Unfortunately, a US-based security body has reported that few Australian financial institutions are using the standards.

According to the Online Trust Alliance, only 28 per cent of Australian institutions use the Sender Policy Framework (SPF), which could stop scammers from using a bank's email address as their own.

"That's quite low because financial institutions suffer from phishing more than anyone else," alliance chair Manish Goel said. "This and DKIM (DomainKeys Identified Mail) can make a real difference to stopping phishing."

The numbers were the same for the Australian Stock Exchange (ASX) top 50 companies.

However, about 20 of the top 50 government agencies were using the SPF standard, which was "pretty good" and ahead of global trends, Goel said.
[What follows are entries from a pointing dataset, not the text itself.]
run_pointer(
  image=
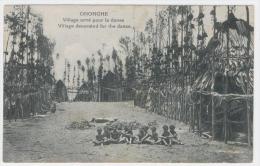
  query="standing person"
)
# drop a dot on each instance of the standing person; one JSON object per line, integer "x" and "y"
{"x": 7, "y": 105}
{"x": 19, "y": 107}
{"x": 99, "y": 138}
{"x": 154, "y": 137}
{"x": 166, "y": 136}
{"x": 12, "y": 108}
{"x": 106, "y": 135}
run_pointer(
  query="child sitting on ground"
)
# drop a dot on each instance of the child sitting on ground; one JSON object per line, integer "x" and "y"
{"x": 142, "y": 135}
{"x": 127, "y": 135}
{"x": 165, "y": 138}
{"x": 99, "y": 138}
{"x": 115, "y": 136}
{"x": 174, "y": 136}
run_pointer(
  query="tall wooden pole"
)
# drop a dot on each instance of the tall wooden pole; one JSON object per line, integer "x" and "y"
{"x": 226, "y": 88}
{"x": 248, "y": 69}
{"x": 213, "y": 78}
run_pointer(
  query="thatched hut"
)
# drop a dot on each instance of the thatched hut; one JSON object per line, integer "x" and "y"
{"x": 60, "y": 92}
{"x": 85, "y": 93}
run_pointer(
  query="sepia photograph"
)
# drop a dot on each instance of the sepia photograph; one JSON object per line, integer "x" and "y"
{"x": 128, "y": 83}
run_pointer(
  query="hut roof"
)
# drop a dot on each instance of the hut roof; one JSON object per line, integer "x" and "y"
{"x": 239, "y": 69}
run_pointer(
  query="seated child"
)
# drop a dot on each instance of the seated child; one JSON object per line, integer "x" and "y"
{"x": 153, "y": 138}
{"x": 99, "y": 138}
{"x": 143, "y": 135}
{"x": 115, "y": 136}
{"x": 174, "y": 136}
{"x": 127, "y": 135}
{"x": 165, "y": 136}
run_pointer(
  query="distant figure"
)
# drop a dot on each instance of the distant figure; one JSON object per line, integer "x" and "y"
{"x": 12, "y": 113}
{"x": 99, "y": 138}
{"x": 115, "y": 136}
{"x": 174, "y": 136}
{"x": 166, "y": 136}
{"x": 154, "y": 137}
{"x": 127, "y": 135}
{"x": 142, "y": 135}
{"x": 19, "y": 106}
{"x": 106, "y": 135}
{"x": 53, "y": 107}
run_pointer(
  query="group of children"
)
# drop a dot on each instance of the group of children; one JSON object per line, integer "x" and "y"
{"x": 116, "y": 136}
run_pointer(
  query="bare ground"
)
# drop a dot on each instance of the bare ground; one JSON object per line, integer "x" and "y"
{"x": 46, "y": 139}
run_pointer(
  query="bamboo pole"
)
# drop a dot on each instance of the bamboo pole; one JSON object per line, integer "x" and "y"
{"x": 212, "y": 88}
{"x": 226, "y": 87}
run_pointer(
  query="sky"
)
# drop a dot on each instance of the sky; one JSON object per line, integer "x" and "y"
{"x": 78, "y": 44}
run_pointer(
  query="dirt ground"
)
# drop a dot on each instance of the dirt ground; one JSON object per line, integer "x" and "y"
{"x": 45, "y": 139}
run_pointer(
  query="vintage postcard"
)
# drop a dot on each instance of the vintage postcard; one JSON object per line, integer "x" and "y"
{"x": 128, "y": 83}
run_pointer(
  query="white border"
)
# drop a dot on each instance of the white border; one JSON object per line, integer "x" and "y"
{"x": 256, "y": 3}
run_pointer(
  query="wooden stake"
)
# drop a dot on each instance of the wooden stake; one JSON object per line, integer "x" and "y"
{"x": 247, "y": 105}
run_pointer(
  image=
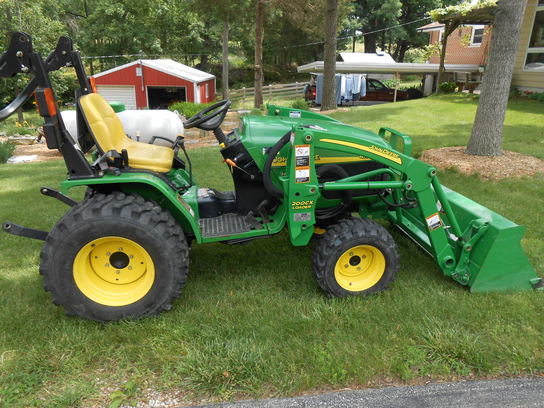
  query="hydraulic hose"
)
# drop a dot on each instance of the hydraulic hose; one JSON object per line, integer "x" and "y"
{"x": 272, "y": 153}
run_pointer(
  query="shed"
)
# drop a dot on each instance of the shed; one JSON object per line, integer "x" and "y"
{"x": 155, "y": 84}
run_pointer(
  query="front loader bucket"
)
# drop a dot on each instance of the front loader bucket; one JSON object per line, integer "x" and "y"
{"x": 489, "y": 258}
{"x": 496, "y": 262}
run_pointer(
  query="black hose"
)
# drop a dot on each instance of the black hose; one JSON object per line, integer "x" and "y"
{"x": 274, "y": 150}
{"x": 347, "y": 198}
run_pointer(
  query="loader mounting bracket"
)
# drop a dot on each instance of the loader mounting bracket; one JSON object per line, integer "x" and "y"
{"x": 20, "y": 231}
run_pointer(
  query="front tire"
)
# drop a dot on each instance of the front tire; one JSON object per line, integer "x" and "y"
{"x": 115, "y": 256}
{"x": 355, "y": 257}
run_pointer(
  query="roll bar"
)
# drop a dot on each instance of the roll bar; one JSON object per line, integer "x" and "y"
{"x": 21, "y": 58}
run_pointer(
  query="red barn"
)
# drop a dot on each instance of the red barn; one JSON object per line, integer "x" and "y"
{"x": 155, "y": 84}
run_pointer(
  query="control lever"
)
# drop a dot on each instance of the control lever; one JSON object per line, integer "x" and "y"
{"x": 233, "y": 164}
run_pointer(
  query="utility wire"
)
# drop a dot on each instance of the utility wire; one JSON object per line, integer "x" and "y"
{"x": 268, "y": 49}
{"x": 141, "y": 55}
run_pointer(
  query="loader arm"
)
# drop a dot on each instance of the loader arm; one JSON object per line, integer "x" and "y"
{"x": 470, "y": 243}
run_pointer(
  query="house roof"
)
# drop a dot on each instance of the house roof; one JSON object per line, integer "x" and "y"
{"x": 166, "y": 66}
{"x": 367, "y": 57}
{"x": 434, "y": 26}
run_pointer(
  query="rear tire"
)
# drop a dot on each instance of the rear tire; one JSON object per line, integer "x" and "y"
{"x": 355, "y": 257}
{"x": 113, "y": 257}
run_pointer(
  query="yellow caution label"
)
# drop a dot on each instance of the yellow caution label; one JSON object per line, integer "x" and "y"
{"x": 302, "y": 205}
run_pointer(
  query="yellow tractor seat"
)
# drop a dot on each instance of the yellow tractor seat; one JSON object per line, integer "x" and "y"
{"x": 109, "y": 134}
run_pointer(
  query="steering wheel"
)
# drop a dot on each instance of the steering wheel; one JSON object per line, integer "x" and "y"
{"x": 209, "y": 121}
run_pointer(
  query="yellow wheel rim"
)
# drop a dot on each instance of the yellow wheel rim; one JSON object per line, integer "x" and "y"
{"x": 114, "y": 271}
{"x": 359, "y": 268}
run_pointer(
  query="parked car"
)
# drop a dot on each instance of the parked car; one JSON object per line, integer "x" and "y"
{"x": 375, "y": 91}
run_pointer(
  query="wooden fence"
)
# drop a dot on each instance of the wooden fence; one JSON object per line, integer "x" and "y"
{"x": 295, "y": 89}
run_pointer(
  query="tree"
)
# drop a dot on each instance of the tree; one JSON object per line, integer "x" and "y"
{"x": 259, "y": 33}
{"x": 375, "y": 15}
{"x": 486, "y": 138}
{"x": 329, "y": 66}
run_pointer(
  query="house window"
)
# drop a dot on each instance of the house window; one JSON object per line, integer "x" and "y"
{"x": 477, "y": 36}
{"x": 535, "y": 52}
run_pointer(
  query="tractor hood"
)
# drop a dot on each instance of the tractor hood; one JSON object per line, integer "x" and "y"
{"x": 258, "y": 133}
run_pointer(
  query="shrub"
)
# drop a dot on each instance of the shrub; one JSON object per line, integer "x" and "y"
{"x": 189, "y": 109}
{"x": 447, "y": 87}
{"x": 6, "y": 150}
{"x": 300, "y": 103}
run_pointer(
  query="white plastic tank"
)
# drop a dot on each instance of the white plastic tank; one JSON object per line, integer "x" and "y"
{"x": 139, "y": 125}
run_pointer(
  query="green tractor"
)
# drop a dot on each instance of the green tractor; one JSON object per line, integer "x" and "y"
{"x": 123, "y": 252}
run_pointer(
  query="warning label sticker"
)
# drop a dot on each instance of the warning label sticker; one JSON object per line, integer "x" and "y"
{"x": 302, "y": 155}
{"x": 302, "y": 216}
{"x": 434, "y": 221}
{"x": 295, "y": 114}
{"x": 302, "y": 175}
{"x": 187, "y": 207}
{"x": 302, "y": 163}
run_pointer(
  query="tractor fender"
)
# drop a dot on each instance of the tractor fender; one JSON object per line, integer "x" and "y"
{"x": 150, "y": 186}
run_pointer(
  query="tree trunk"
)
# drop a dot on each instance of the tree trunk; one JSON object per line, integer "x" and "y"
{"x": 486, "y": 139}
{"x": 449, "y": 27}
{"x": 259, "y": 32}
{"x": 225, "y": 72}
{"x": 329, "y": 66}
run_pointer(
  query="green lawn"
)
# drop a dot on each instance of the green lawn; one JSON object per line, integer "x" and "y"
{"x": 252, "y": 322}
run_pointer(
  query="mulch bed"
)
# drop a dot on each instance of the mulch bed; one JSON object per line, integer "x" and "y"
{"x": 510, "y": 164}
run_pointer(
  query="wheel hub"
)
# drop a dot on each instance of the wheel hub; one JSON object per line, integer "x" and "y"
{"x": 113, "y": 271}
{"x": 359, "y": 268}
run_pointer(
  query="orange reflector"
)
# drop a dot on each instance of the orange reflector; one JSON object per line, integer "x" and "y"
{"x": 93, "y": 84}
{"x": 50, "y": 100}
{"x": 230, "y": 162}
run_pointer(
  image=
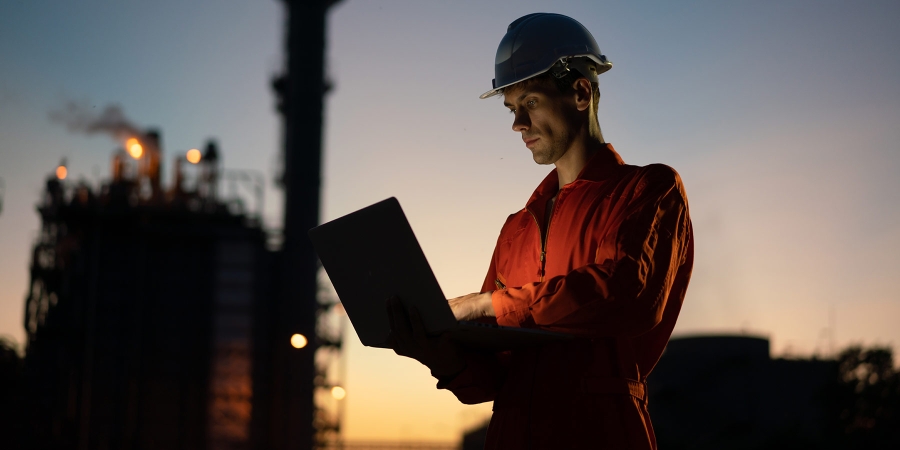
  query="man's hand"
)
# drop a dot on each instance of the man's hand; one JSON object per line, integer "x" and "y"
{"x": 473, "y": 306}
{"x": 408, "y": 338}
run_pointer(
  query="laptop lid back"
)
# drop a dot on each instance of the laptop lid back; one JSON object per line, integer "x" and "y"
{"x": 372, "y": 254}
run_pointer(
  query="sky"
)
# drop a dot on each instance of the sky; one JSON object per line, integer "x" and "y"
{"x": 782, "y": 117}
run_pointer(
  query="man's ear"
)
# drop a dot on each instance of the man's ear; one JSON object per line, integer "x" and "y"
{"x": 583, "y": 93}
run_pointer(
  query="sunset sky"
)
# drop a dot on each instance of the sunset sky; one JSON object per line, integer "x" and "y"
{"x": 782, "y": 117}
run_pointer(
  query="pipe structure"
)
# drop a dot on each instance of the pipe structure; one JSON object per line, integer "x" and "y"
{"x": 301, "y": 93}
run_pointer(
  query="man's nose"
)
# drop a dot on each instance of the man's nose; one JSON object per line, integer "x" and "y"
{"x": 521, "y": 122}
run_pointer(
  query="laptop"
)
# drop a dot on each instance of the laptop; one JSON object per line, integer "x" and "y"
{"x": 372, "y": 254}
SPF is recommended by the Australian and US defence departments, along with DKIM and Transport Layer Security, which is the predecessor of extension of Secure Sockets Layer.

Another security measure called EVSSL (extended validation secure sockets layer) was also receiving little take-up. Only 14 per cent of Australian government agencies used it. About 16 per cent of the top 50 ASX companies used the protocol.
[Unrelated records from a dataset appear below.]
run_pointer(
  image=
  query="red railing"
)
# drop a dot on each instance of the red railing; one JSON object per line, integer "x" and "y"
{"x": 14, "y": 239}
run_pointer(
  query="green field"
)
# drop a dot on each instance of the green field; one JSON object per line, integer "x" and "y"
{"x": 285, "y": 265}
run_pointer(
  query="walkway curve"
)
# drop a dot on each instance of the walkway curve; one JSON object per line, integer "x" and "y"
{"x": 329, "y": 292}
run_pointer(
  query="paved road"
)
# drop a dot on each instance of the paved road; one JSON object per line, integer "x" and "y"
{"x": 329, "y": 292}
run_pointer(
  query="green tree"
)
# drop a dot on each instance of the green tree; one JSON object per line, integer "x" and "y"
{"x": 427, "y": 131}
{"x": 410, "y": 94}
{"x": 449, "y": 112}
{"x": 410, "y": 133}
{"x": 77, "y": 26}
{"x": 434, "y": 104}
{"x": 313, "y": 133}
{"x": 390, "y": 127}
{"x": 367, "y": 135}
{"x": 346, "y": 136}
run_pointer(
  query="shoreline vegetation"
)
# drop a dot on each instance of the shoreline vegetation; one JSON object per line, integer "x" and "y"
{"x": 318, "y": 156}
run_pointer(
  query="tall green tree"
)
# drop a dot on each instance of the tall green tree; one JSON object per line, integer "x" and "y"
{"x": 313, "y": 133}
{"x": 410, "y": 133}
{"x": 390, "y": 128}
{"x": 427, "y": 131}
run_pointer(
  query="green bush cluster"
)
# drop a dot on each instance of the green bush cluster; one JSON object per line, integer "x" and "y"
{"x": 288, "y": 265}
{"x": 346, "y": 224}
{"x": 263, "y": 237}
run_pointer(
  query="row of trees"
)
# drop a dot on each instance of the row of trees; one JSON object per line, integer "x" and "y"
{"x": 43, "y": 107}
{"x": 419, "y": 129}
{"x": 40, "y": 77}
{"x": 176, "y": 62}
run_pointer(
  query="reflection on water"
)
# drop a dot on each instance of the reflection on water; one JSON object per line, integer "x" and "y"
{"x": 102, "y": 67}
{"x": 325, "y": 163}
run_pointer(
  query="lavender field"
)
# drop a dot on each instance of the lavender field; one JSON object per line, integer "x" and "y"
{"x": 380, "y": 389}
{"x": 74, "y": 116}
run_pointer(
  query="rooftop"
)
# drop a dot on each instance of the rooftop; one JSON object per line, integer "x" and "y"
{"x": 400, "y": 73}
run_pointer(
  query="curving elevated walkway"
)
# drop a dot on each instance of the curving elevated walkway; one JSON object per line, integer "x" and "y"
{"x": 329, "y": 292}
Goel said that the statistics were bad, given that companies had a duty to their customers to protect them.

"It is an obligation for security professionals to protect consumers. We rely on e-commerce," Goel said.

"If we don't step up to the mark, we miss the chance to self-regulate — and government regulation is at times much more expensive to comply with."

In further research, the association recorded more than 5000 instances of malware-infected advertising hosted over 1000 "trusted brand" websites.

Goel said blame lay with the 200-plus advertising networks that had accepted the malicious ads from a client and posted them on the publishers' websites.

About half of these malware ads had infected visitors to the websites with drive-by downloads.